(dpa) - Supporters of a former Pakistani cabinet minister Wednesday protested in the eastern Punjab province, one day after lawyers attacked him for defending President Pervez Musharraf's controversial actions.
Sher Afgan Niazi, a former parliamentary affairs minister, was roughed up by a crowd of lawyers in Punjab's capital Lahore Tuesday evening as he was brought out of a building that was besieged by attorneys for more than four hours.
On Wednesday a crowd rallied in Niazi's hometown of Mianwali, and warned if the "hooligans" were not arrested within a day they would disrupt communication links between major cities, and march on Lahore.
Protesters burnt tyres and blocked roads to vent their anger, saying the episode was tantamount to attack on their whole community.
Agitations erupted soon after the 62-year-old veteran politician was attacked when police escorted him to a waiting ambulance that was also attacked and immobilized by the mob of lawyers.
Senior barrister and Supreme Court Bar Association president Aitzaz Ahsan struggled to push back the crowd but failed to control them. He also announced his resignation in regret but later showed signs of reversing himself.
Niazi endorsed Musharraf's proclamation of emergency rule in November 2007 that many believed was a step to remove the independent-minded chief judge, Iftikhar Chaudhry, for being a threat to his re-election as the president.
Chaudhry was confined to his official residence in Islamabad. But after anti-Musharraf forces were voted into power on February 18, the new prime minister lifted restrictions on the judge's movement after taking office on March 24.
Musharraf first sacked Chaudhry in March 2007, but he was reinstated by a panel of senior Supreme Court judges four months later amid intense nationwide protests led by lawyers
All political parties condemned the manhandling of Niazi, but the ruling coalition cast doubt on the incident and claimed that a conspiracy was being hatched against the new government that routed the pro-Musharraf Pakistan Muslim League (PML).
But Tariq Mehmood, a staunch critic of Musharraf and lead figure in the lawyers' campaign, admitted the blame for the "shameful act" could not be shifted away, and suggested serious action against those lawyers who were part of "this nonsense."
"The damage which has been caused is irreparable," the former judge was quoted by DawnNews television channel as saying.
"I just can't forget and this fact cannot be ignored that definitely the lawyers were there, they laid the pitch, they created the scene," Mehmood said. " We have to share the blame and we have to accuse ourselves."

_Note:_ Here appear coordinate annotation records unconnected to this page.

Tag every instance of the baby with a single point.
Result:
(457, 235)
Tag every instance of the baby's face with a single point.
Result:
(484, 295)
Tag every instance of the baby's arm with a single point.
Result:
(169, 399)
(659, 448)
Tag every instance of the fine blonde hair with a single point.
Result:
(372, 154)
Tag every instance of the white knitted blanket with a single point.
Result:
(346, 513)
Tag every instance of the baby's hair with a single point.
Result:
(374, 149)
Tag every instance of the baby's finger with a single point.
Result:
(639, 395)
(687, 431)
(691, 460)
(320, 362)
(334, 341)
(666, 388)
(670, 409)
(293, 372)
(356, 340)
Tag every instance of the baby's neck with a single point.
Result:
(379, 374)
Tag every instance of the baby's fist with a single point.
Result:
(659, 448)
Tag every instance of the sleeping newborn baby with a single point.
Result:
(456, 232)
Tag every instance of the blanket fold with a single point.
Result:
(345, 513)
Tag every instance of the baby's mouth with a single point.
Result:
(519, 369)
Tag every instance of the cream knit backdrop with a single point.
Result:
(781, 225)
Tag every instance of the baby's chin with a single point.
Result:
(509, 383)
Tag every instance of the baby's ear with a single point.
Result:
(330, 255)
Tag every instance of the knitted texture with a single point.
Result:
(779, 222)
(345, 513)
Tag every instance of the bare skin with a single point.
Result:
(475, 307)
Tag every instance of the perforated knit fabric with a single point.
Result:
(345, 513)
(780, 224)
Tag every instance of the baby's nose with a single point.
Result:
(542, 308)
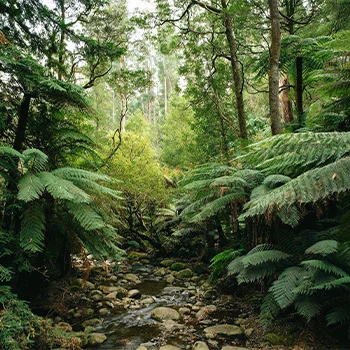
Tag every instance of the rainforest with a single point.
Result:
(174, 174)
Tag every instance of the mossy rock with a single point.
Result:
(276, 339)
(178, 266)
(184, 274)
(167, 262)
(137, 255)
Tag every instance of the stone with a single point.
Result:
(165, 313)
(134, 294)
(93, 322)
(184, 311)
(132, 278)
(170, 279)
(178, 266)
(161, 271)
(64, 326)
(223, 329)
(167, 262)
(200, 345)
(96, 339)
(186, 273)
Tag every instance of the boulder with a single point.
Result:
(96, 339)
(223, 329)
(165, 313)
(200, 345)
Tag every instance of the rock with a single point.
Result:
(64, 326)
(111, 296)
(161, 272)
(170, 279)
(186, 273)
(121, 293)
(96, 339)
(200, 345)
(93, 322)
(184, 311)
(223, 329)
(103, 311)
(178, 266)
(167, 262)
(147, 301)
(108, 289)
(165, 313)
(132, 278)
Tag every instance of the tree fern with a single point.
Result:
(32, 228)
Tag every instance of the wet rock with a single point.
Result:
(178, 266)
(170, 279)
(167, 262)
(184, 311)
(64, 326)
(200, 345)
(93, 322)
(96, 339)
(165, 313)
(161, 272)
(186, 273)
(132, 278)
(134, 294)
(223, 329)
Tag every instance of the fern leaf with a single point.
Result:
(263, 257)
(325, 266)
(283, 288)
(30, 187)
(32, 228)
(324, 248)
(87, 218)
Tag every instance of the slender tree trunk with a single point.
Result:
(275, 48)
(286, 103)
(237, 80)
(299, 90)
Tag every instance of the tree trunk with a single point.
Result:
(237, 80)
(286, 103)
(299, 91)
(275, 48)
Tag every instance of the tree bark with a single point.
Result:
(275, 48)
(237, 80)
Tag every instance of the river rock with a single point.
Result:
(200, 345)
(134, 294)
(223, 329)
(96, 339)
(93, 322)
(178, 266)
(186, 273)
(165, 313)
(132, 278)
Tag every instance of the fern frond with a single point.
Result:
(325, 266)
(87, 218)
(283, 288)
(324, 248)
(32, 228)
(263, 257)
(30, 187)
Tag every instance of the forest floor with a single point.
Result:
(145, 306)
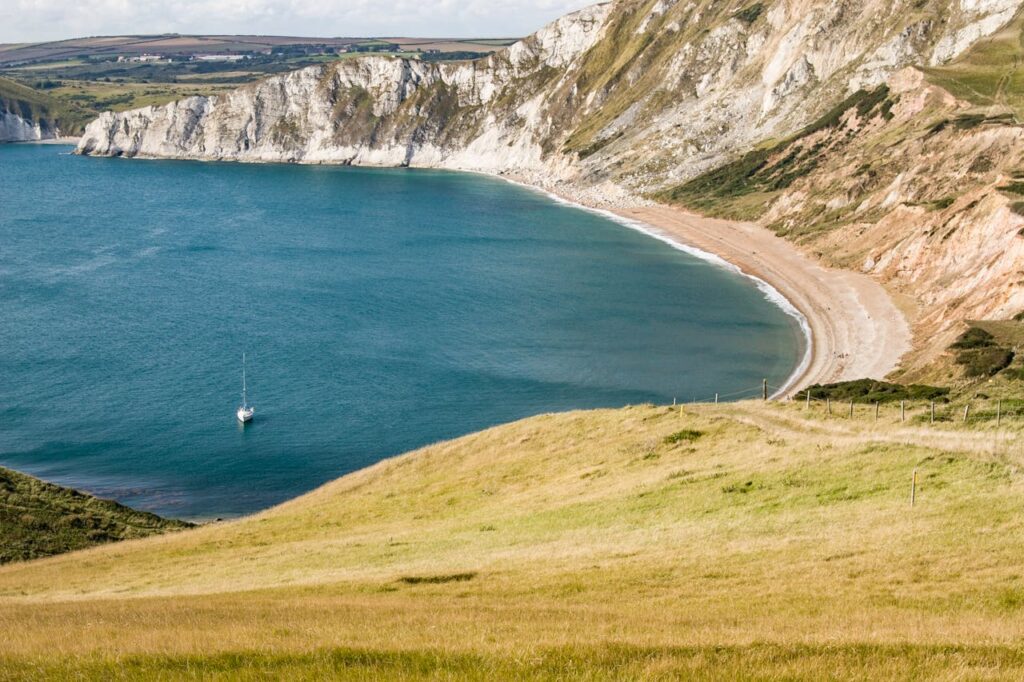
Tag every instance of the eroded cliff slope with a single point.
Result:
(640, 92)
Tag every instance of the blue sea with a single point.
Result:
(380, 310)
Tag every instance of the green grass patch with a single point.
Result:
(686, 435)
(437, 580)
(869, 390)
(762, 173)
(40, 519)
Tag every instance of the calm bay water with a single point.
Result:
(381, 310)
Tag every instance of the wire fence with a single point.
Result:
(911, 411)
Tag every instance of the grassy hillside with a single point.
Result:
(721, 542)
(39, 519)
(40, 108)
(989, 74)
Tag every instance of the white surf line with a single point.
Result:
(771, 294)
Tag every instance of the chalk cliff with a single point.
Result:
(643, 98)
(15, 129)
(636, 92)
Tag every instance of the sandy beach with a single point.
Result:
(856, 329)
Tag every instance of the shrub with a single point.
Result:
(974, 338)
(985, 361)
(686, 435)
(752, 13)
(869, 390)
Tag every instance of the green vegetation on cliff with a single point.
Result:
(41, 108)
(40, 519)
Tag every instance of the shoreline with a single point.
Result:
(852, 327)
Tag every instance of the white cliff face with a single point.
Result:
(373, 111)
(15, 129)
(634, 94)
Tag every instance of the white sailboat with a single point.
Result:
(246, 411)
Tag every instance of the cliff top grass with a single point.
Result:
(735, 541)
(989, 73)
(39, 519)
(39, 107)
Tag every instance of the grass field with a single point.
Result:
(745, 541)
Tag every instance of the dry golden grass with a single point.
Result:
(777, 543)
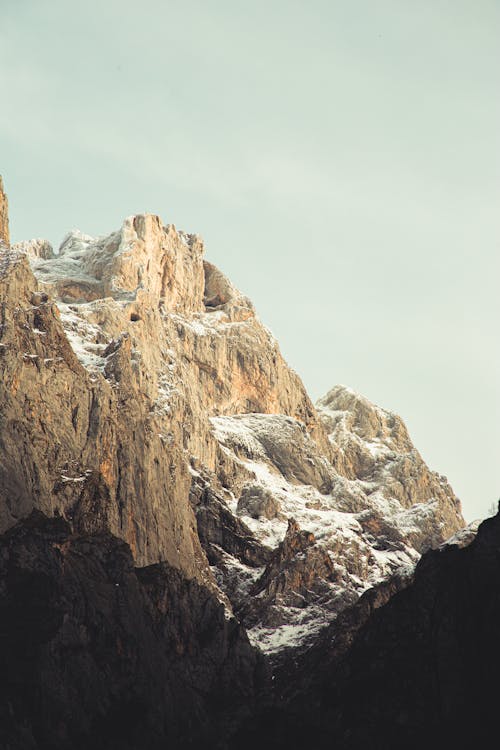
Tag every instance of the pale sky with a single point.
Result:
(341, 160)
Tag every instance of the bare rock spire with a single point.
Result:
(4, 215)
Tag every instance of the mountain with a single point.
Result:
(145, 407)
(414, 663)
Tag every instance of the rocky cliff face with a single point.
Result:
(184, 536)
(142, 396)
(95, 653)
(414, 663)
(4, 215)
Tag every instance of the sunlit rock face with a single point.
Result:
(141, 395)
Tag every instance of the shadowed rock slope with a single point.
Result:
(95, 653)
(140, 395)
(413, 664)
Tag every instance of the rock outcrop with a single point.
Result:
(414, 663)
(172, 505)
(95, 653)
(142, 396)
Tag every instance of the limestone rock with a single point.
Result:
(97, 653)
(141, 395)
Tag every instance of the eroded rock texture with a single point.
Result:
(95, 653)
(414, 663)
(141, 395)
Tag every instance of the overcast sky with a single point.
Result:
(340, 158)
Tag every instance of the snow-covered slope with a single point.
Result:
(299, 509)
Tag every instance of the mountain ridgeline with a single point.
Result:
(184, 535)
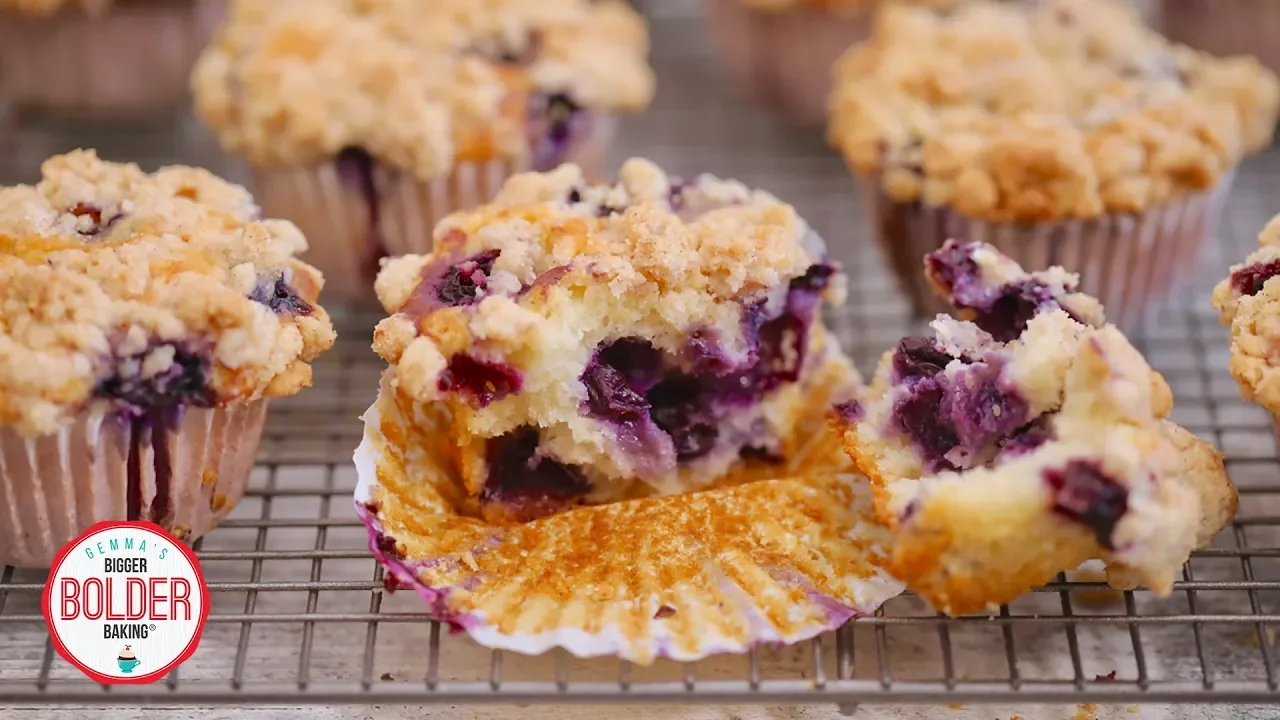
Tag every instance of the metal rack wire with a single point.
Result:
(301, 614)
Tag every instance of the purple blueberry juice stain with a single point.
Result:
(1084, 493)
(483, 381)
(1249, 281)
(280, 297)
(356, 168)
(918, 358)
(150, 411)
(528, 484)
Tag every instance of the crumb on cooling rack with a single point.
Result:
(124, 291)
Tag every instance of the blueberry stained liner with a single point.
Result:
(647, 442)
(1038, 418)
(145, 322)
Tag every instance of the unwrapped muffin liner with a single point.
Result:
(55, 487)
(680, 577)
(1132, 263)
(1225, 27)
(350, 229)
(785, 59)
(129, 62)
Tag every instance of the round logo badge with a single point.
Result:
(126, 602)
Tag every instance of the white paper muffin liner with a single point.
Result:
(785, 59)
(129, 62)
(1130, 263)
(55, 487)
(348, 227)
(679, 577)
(1225, 27)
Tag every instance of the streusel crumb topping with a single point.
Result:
(127, 292)
(1024, 112)
(416, 85)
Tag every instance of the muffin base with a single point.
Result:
(55, 487)
(773, 559)
(1130, 263)
(129, 62)
(785, 59)
(1225, 27)
(351, 228)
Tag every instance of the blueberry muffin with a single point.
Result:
(1064, 132)
(368, 122)
(1036, 417)
(145, 322)
(603, 424)
(101, 59)
(1249, 304)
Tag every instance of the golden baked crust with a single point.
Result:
(416, 85)
(643, 333)
(120, 288)
(1014, 112)
(1043, 423)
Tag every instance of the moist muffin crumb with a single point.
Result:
(122, 290)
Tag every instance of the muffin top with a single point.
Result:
(644, 332)
(1042, 110)
(1248, 300)
(416, 85)
(127, 292)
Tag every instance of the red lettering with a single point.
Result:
(112, 614)
(181, 596)
(135, 588)
(91, 605)
(158, 596)
(71, 598)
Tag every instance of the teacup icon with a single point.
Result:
(127, 660)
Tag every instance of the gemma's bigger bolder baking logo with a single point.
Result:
(126, 602)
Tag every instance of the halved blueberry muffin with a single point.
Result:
(600, 342)
(145, 319)
(366, 123)
(604, 423)
(1025, 438)
(1249, 304)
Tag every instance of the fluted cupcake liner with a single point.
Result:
(785, 59)
(355, 210)
(1132, 263)
(129, 62)
(1225, 27)
(182, 473)
(752, 561)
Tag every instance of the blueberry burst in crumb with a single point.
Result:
(1024, 438)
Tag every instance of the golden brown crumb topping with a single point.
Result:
(417, 85)
(124, 291)
(1043, 110)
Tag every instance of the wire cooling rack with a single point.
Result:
(300, 613)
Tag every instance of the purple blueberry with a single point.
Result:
(280, 297)
(1249, 281)
(529, 484)
(462, 282)
(480, 379)
(1084, 493)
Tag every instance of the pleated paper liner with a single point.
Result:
(352, 222)
(183, 474)
(784, 59)
(679, 577)
(129, 62)
(1130, 263)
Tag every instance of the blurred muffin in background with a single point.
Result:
(369, 121)
(1063, 132)
(101, 59)
(1225, 27)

The assault on Niazi came one day after the purported supporters of ruling Pakistan People's Party (PPP) charged at PML leader and former Sindh province chief minister Arbab Ghulam Rahim. One of them hit the member of parliament on the face with a shoe.
Both incidents, which the ruling coalition partners described as consequential public reaction, were broadcast live on private television channels.